Em tempos nos quais a Associação dos Magistrados Brasileiros busca aproximação do Judiciário com a sociedade, através de várias frentes de trabalho, a exemplo da Campanha pela Simplificação da Linguagem Jurídica (o juridiquês), da Campanha Contra a Corrupção, oportuna é a conscientização do magistrado de que ele é um homem e, portanto falível.

É obsoleta a expressão de que a Justiça tarda, mas não falha; verdadeira, real é a outra expressão de que a Justiça falha, quando tarda.

Assim, nós magistrados temos de assumir parte da culpa pelo atraso na prestação jurisdicional. Insuficientes as motivações de más leis, de falta de estrutura, etc; prevalecem tais alegações, mas se o juiz cumprisse sua parte no sistema, certamente, o clamor público contra a instituição diminuiria. Quantas vezes o julgador tem condições de dirimir conflitos por meio de simples decisões! Faltam, em alguns, coragem para resistir às tentações das benesses oferecidas pelos poderosos em prejuízo do mais fraco.

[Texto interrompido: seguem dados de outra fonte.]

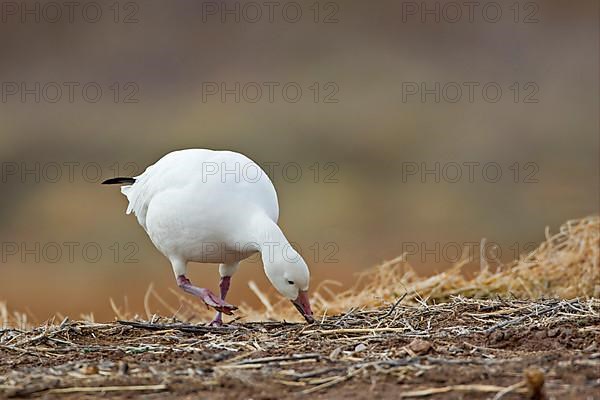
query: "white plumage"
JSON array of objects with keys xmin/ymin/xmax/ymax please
[{"xmin": 105, "ymin": 149, "xmax": 314, "ymax": 324}]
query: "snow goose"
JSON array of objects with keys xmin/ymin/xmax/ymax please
[{"xmin": 103, "ymin": 149, "xmax": 314, "ymax": 324}]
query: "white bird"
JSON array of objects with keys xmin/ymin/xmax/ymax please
[{"xmin": 103, "ymin": 149, "xmax": 314, "ymax": 325}]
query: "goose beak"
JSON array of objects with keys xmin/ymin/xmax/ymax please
[{"xmin": 291, "ymin": 290, "xmax": 314, "ymax": 323}]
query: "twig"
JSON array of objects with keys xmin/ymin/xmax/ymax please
[
  {"xmin": 236, "ymin": 353, "xmax": 321, "ymax": 365},
  {"xmin": 382, "ymin": 293, "xmax": 408, "ymax": 319},
  {"xmin": 117, "ymin": 320, "xmax": 236, "ymax": 334},
  {"xmin": 304, "ymin": 327, "xmax": 406, "ymax": 335},
  {"xmin": 46, "ymin": 384, "xmax": 167, "ymax": 394},
  {"xmin": 301, "ymin": 365, "xmax": 366, "ymax": 394},
  {"xmin": 492, "ymin": 380, "xmax": 527, "ymax": 400},
  {"xmin": 399, "ymin": 384, "xmax": 528, "ymax": 398}
]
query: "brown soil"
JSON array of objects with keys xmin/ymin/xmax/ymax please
[{"xmin": 1, "ymin": 298, "xmax": 599, "ymax": 399}]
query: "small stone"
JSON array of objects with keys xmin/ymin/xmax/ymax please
[
  {"xmin": 408, "ymin": 339, "xmax": 432, "ymax": 355},
  {"xmin": 353, "ymin": 343, "xmax": 367, "ymax": 353}
]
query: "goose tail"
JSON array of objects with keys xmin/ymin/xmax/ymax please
[{"xmin": 102, "ymin": 177, "xmax": 136, "ymax": 185}]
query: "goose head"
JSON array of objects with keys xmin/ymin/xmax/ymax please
[{"xmin": 262, "ymin": 244, "xmax": 314, "ymax": 323}]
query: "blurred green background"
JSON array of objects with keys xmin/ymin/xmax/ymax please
[{"xmin": 0, "ymin": 0, "xmax": 598, "ymax": 321}]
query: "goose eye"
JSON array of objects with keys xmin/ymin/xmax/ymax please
[{"xmin": 287, "ymin": 280, "xmax": 294, "ymax": 285}]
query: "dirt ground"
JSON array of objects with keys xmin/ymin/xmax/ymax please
[{"xmin": 1, "ymin": 298, "xmax": 599, "ymax": 399}]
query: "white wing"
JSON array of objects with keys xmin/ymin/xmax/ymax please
[{"xmin": 121, "ymin": 149, "xmax": 279, "ymax": 231}]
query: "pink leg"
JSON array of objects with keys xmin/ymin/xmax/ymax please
[
  {"xmin": 176, "ymin": 275, "xmax": 237, "ymax": 315},
  {"xmin": 210, "ymin": 276, "xmax": 232, "ymax": 326}
]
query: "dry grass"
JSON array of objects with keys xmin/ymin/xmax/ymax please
[
  {"xmin": 322, "ymin": 214, "xmax": 600, "ymax": 312},
  {"xmin": 154, "ymin": 214, "xmax": 599, "ymax": 323}
]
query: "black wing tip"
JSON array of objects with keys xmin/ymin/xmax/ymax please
[{"xmin": 102, "ymin": 177, "xmax": 136, "ymax": 185}]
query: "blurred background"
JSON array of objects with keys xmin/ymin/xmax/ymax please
[{"xmin": 0, "ymin": 0, "xmax": 598, "ymax": 322}]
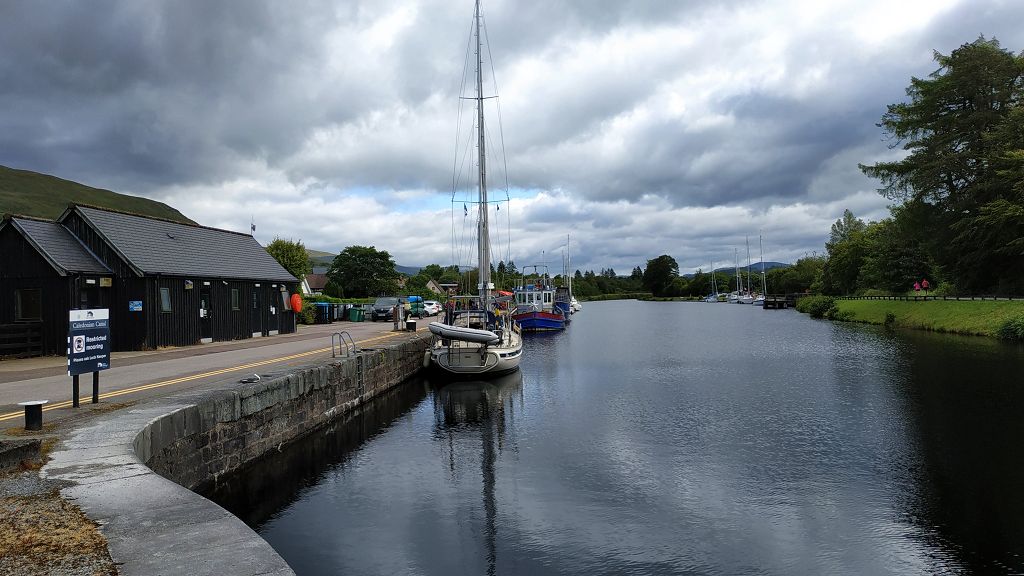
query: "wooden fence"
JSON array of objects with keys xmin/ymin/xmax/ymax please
[
  {"xmin": 0, "ymin": 322, "xmax": 43, "ymax": 359},
  {"xmin": 834, "ymin": 295, "xmax": 1022, "ymax": 302}
]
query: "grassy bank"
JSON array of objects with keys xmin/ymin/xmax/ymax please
[{"xmin": 830, "ymin": 299, "xmax": 1024, "ymax": 338}]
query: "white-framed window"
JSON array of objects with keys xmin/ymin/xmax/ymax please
[{"xmin": 159, "ymin": 287, "xmax": 172, "ymax": 312}]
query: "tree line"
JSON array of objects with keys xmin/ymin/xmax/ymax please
[{"xmin": 832, "ymin": 36, "xmax": 1023, "ymax": 296}]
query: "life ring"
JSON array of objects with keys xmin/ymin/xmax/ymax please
[{"xmin": 290, "ymin": 293, "xmax": 303, "ymax": 313}]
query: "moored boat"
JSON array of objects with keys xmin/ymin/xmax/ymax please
[
  {"xmin": 429, "ymin": 1, "xmax": 522, "ymax": 377},
  {"xmin": 512, "ymin": 265, "xmax": 567, "ymax": 331}
]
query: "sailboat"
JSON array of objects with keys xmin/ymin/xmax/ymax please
[
  {"xmin": 566, "ymin": 234, "xmax": 582, "ymax": 314},
  {"xmin": 704, "ymin": 259, "xmax": 719, "ymax": 302},
  {"xmin": 428, "ymin": 0, "xmax": 523, "ymax": 376},
  {"xmin": 737, "ymin": 237, "xmax": 755, "ymax": 304},
  {"xmin": 753, "ymin": 234, "xmax": 767, "ymax": 306}
]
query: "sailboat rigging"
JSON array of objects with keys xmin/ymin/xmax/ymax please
[{"xmin": 429, "ymin": 0, "xmax": 523, "ymax": 376}]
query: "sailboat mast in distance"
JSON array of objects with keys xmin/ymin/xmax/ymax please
[
  {"xmin": 475, "ymin": 0, "xmax": 490, "ymax": 305},
  {"xmin": 760, "ymin": 233, "xmax": 767, "ymax": 294},
  {"xmin": 746, "ymin": 236, "xmax": 752, "ymax": 294}
]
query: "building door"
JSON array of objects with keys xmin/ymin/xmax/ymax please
[
  {"xmin": 268, "ymin": 284, "xmax": 280, "ymax": 335},
  {"xmin": 251, "ymin": 286, "xmax": 263, "ymax": 337},
  {"xmin": 199, "ymin": 287, "xmax": 213, "ymax": 342}
]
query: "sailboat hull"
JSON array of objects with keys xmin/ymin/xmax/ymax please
[{"xmin": 430, "ymin": 340, "xmax": 522, "ymax": 375}]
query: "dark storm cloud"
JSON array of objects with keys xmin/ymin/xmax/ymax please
[
  {"xmin": 2, "ymin": 0, "xmax": 1022, "ymax": 270},
  {"xmin": 0, "ymin": 0, "xmax": 352, "ymax": 190}
]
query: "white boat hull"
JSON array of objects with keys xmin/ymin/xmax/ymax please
[{"xmin": 430, "ymin": 342, "xmax": 522, "ymax": 375}]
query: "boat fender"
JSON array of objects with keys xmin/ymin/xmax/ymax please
[{"xmin": 422, "ymin": 350, "xmax": 431, "ymax": 368}]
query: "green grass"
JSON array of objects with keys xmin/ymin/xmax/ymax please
[
  {"xmin": 0, "ymin": 164, "xmax": 194, "ymax": 223},
  {"xmin": 833, "ymin": 299, "xmax": 1024, "ymax": 337}
]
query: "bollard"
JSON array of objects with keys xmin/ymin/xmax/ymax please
[{"xmin": 18, "ymin": 400, "xmax": 48, "ymax": 431}]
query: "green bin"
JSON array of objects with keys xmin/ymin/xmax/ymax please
[{"xmin": 349, "ymin": 307, "xmax": 364, "ymax": 322}]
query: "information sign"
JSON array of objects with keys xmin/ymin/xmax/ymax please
[{"xmin": 68, "ymin": 309, "xmax": 111, "ymax": 376}]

O magistrado deve ter a certeza de que a reconsideração de uma decisão não é covardia, mas revisão de convicção, não admitida pelos teimosos que insistem em permanecer no erro para salvar as aparências; a humildade que deveria ser elementar, torna-se qualidade, dada a prática deste atributo por poucos.

Os juízos não são fábricas de injustiças

As pesquisas mostram a descrença do povo no Judiciário; este posicionamento não é isolado, mas conseqüência da desilusão do cidadão em todos os serviços prestados pelo poder público. A expectativa que se tem desses serviços é de eficiência, mas a prática mostra outro universo.

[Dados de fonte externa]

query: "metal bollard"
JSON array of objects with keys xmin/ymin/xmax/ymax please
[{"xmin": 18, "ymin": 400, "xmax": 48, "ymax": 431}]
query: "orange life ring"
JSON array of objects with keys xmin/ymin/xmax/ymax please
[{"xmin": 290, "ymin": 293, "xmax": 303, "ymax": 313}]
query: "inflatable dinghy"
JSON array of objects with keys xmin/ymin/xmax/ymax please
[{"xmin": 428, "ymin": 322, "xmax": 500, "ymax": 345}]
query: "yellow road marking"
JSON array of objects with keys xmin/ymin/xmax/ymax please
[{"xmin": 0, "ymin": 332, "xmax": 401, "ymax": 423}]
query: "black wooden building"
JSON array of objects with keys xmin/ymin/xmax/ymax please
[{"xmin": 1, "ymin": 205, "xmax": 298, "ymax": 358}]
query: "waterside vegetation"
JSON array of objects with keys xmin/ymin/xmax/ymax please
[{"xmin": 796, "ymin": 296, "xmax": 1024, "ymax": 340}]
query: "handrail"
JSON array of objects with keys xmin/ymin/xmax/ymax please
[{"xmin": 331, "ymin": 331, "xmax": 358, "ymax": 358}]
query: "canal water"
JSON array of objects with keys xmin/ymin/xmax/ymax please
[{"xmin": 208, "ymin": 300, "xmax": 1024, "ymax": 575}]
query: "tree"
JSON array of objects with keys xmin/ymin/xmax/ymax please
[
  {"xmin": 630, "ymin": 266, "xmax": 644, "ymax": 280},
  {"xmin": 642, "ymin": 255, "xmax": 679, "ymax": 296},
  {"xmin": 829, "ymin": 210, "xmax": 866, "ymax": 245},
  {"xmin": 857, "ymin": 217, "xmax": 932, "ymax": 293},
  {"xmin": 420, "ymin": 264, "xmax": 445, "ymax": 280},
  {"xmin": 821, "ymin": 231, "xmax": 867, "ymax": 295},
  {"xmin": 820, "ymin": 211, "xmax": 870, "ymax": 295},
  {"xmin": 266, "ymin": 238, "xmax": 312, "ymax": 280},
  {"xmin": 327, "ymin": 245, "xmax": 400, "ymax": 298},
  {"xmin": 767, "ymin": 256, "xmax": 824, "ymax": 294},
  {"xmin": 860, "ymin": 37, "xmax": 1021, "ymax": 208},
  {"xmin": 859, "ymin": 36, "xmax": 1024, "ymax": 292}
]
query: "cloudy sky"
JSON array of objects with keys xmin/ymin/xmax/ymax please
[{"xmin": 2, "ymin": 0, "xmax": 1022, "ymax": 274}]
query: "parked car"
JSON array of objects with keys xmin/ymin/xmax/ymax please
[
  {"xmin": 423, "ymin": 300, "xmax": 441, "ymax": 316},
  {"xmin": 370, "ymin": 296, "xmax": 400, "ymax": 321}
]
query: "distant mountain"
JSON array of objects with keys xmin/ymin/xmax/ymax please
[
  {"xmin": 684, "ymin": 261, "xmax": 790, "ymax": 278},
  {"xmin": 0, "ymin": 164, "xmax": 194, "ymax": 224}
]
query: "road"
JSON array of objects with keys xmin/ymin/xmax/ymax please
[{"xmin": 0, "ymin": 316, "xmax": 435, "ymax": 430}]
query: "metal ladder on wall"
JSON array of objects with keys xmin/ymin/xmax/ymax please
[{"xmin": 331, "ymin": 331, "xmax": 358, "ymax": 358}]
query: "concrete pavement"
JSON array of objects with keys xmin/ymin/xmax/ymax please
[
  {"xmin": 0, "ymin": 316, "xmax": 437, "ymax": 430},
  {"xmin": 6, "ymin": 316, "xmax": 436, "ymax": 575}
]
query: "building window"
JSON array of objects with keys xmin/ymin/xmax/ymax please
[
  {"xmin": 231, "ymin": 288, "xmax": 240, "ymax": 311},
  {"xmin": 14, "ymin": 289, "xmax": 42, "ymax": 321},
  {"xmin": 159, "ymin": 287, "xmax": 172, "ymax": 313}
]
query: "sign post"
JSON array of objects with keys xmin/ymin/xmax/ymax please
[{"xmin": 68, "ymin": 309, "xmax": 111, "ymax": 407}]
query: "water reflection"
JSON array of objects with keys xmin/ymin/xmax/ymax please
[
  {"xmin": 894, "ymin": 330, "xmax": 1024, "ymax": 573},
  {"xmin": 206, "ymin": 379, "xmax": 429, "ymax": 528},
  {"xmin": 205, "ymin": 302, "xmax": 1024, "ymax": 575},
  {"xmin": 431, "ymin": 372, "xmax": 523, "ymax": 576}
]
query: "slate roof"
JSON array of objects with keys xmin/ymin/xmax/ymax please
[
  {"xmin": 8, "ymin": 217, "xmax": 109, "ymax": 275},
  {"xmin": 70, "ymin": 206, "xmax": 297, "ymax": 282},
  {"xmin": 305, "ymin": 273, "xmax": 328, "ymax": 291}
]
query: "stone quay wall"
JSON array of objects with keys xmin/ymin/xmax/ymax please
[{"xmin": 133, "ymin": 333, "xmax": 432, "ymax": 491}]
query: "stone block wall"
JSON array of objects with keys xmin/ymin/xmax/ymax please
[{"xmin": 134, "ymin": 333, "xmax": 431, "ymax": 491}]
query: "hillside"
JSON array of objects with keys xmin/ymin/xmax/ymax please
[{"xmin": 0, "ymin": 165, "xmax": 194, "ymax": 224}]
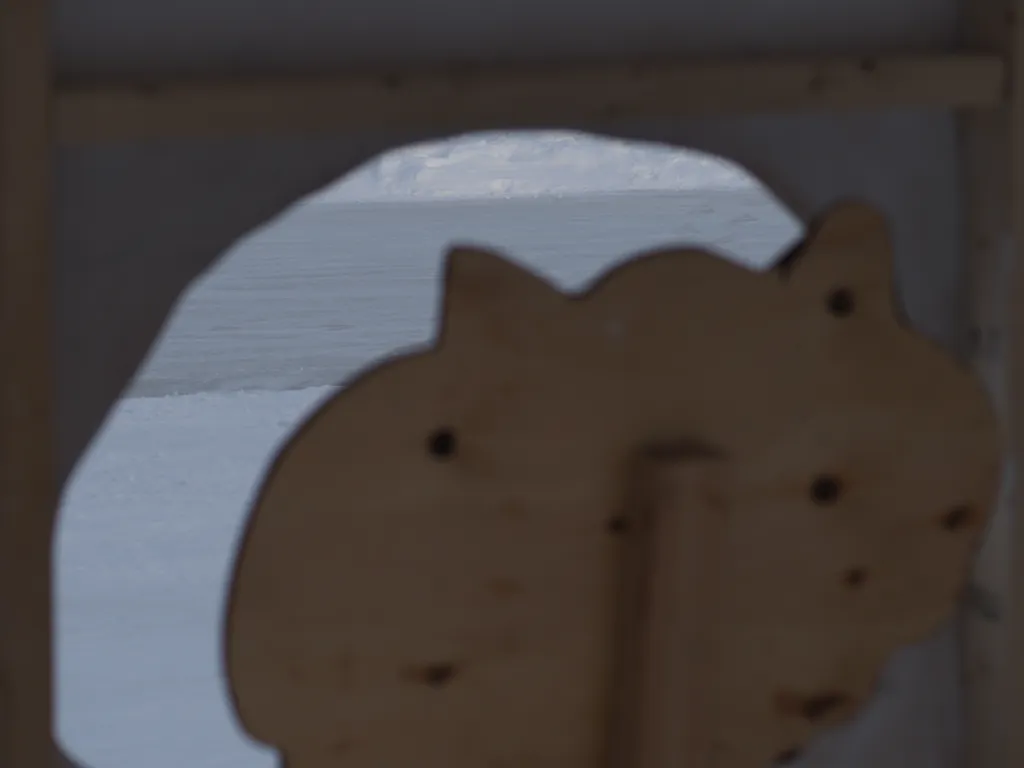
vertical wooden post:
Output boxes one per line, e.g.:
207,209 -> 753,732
1005,2 -> 1024,766
608,452 -> 728,768
960,0 -> 1024,767
0,0 -> 54,766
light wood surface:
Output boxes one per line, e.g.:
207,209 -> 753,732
226,202 -> 1000,768
608,453 -> 730,768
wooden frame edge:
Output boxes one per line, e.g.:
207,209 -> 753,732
1005,0 -> 1024,764
960,0 -> 1022,767
56,53 -> 1006,145
0,0 -> 55,766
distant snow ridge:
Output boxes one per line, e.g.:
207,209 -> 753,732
316,132 -> 756,202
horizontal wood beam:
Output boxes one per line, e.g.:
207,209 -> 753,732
56,53 -> 1007,145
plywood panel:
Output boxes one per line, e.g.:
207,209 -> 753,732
225,203 -> 1000,768
53,112 -> 973,768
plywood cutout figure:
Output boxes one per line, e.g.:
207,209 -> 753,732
225,202 -> 1001,768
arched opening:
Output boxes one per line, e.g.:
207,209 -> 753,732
55,130 -> 803,768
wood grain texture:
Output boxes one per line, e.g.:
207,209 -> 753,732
225,202 -> 1000,768
608,453 -> 729,768
958,0 -> 1019,765
0,0 -> 55,766
56,54 -> 1005,144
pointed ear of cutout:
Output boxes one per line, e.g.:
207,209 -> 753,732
439,245 -> 565,351
775,202 -> 896,320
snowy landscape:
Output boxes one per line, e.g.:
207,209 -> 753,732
55,133 -> 800,768
314,132 -> 755,202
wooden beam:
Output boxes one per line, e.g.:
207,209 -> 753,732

A litigiosidade contida cresce e o cidadão não entende a morosidade para solução de pequenas causas, desentendimentos do dia-a-dia. As boas práticas, a exemplo do sistema dos Juizados de Pequenas Causas, depois Juizados Especiais, são interrompidas pelo legislador ou até mesmo pelo operador do Direito. O parlamentar busca inovação para acomodar as pretensões de quem sustentou sua campanha política e inova mudando regras ainda não testadas; por outro lado, o julgador mantém a forma artesanal no trabalho e não absorve as alterações, porque convive melhor com as práticas mecânicas e tradicionais. Assim mudam-se as leis antes mesmo de se constatar seus resultados; assim, deixa-se de aplicar a lei, porque a tradição indica outro caminho.

A expressão eu te processo, em uso por ocasião da instalação dos Juizados de Pequenas Causas, Lei 7.244/84, perdeu força com a alteração de 1995, Lei 9.099, e posteriores mudanças, responsáveis pela acomodação da outra expressão mais conhecida e apreciada pelos poderosos: vá procurar seus direitos.

O juiz, no emaranhado de leis que traça seu procedimento, distancia-se do cidadão, sedento para receber o que lhe foi retirado pela violência do mais forte. A incoincidência do Direito material com o Direito formal, a existência da verdade processual e da verdade real, a competência de um juízo para julgamento do povo e de outro para julgamento das autoridades; os privilégios conferidos ao Estado quando em demanda com o cidadão, a exemplo de prazos mais elásticos, de precatórios, tudo isto e muito mais, não é entendível pelo cidadão.

O futuro, entretanto mostra novo perfil do juiz, na expressão de Maurice Aydalot e Jacques Charpentier:

Não é proibido sonhar com o juiz do futuro: – cavalheiresco, hábil para sondar o coração humano enamorado da Ciência e da Justiça, ao mesmo tempo em que insensível às vaidades do cargo; arguto para descobrir as espertezas dos poderosos do dinheiro; informado das técnicas do mundo moderno, no ritmo desta era nuclear, onde as distâncias se apagam e as fronteiras se destroem, onde, enfim, as diferenças entre os homens logo serão simples e amargas lembranças do passado.